Amazon is so powerful that they can say, “Hey, we’d like to have a minute-and-a-half long Super Bowl ad that stars Harrison Ford, licenses a Queen song and also has a scene in actual space” and it actually… happens! While everyone’s favorite site for everything from socks to award-winning television shows is leveling every other American business in its path (remember malls?), you have to hand it to them for putting all of our collective money to good use with this opus. (And am I only buttering up Amazon so when Jeff Bezos eventually takes over the world he’ll have mercy on me? Maybe. Anyway, let me also say: Jeff, you’re a handsome man. And a damn fine dresser too. Have you been working out?)
Is Stella pandering to the fan boy and girl inside us all with this commercial starring Sarah Jessica Parker as Carrie Bradshaw and Jeff Bridges as the Dude? They absolutely are. Do we love it regardless? Yes we do, and we’re still waiting for a movie starring these two. It could be a fish out of water story where The Dude visits New York, meets Bradshaw and later that night she writes: “I couldn’t help but wonder: Is the Dude my dude?” A script practically writes itself. Let’s go, Hollywood!
(Takes a hit of weed). “What if… like… our commercial for Dodge Ram Trucks starred.. like, actual rams. And the rams encountered a Ram truck, driven by guys dressed as… rams?” A reminder that one of America’s biggest companies, a major advertising agency, millions of dollars and months of work went into the development and airing of this commercial.
USA! USA! USA! Sorry if I got carried away, it’s just that this ad is more American than macaroni and cheese. The only difference is, macaroni and cheese never made me cry.
Super Bowl Sunday is known to be a noisy affair, whether the cheering crowds, obxnosis commercials, and your friend at the viewing party who just can’t stop grunting and clapping every time anything at all happens. (Shut up, Conor). Perhaps that’s why this Michelob Ultra ad was so refreshing, with Zoë Kravitz whispering and tapping away for a communal ASMR experience. While we don’t quite buy that Michelob is as pure as the spot portrays, it was soothing to take a momentary breather from the madness of the big game.
What if Mr. Peanut did cocaine? This commercial answers a question no one asked.
In a series of ads, T-Mobile successfully nailed the minefield that is texting culture, a generational hellscape full of absolute nonsense. From cases of mistaken identity to looooong blocks of text when whoever you’re dating “has been doing some thinking” to the nightmare that is texting with your parents, it’s all highlighted here and amounts to pure schadenfreude. (That’s German for “pleasure derived by someone from another person’s misfortune” — and a word only the Germans could have come up with.)

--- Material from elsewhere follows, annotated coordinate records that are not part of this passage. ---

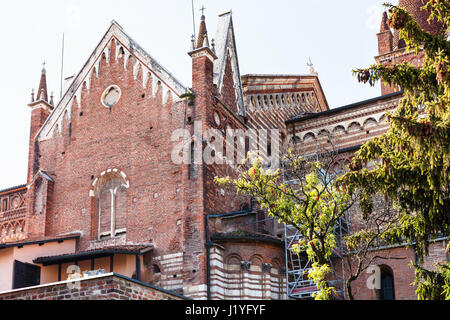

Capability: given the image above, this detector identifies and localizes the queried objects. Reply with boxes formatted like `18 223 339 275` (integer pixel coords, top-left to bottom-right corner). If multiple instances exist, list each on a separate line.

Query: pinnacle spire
380 11 390 32
36 61 48 102
196 7 209 49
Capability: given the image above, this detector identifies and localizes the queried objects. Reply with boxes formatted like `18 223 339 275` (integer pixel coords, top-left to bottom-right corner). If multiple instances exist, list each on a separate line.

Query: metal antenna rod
59 32 64 99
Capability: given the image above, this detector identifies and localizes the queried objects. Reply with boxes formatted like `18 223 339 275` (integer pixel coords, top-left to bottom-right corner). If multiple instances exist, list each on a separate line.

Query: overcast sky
0 0 386 190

May I have your attention: We are good on commercials featuring robots. First there was Sprint, which featured some robots trying to come up with the idea of a good commercial, an idea equal parts ironic and meta. Then, while aforementioned Michelob had one of the best commercials of the game with their quiet salute to ASMR, they got sloppy with another weird spot that featured a bunch of robots who’ve successfully assimilated in society and also somehow get depressed. And if that weren’t enough, Turbotax (aside from being a company that reminds us that, barf, tax time is coming up) had an even more bizarre spot dubbed “RoboChild” which starred a depressed robot kid. This sad-robot phenomenon begs the question: Is there a Zoloft for robots?
Steve Carell! Cardi B! Lil Jon saying “OK!” What’s not to like?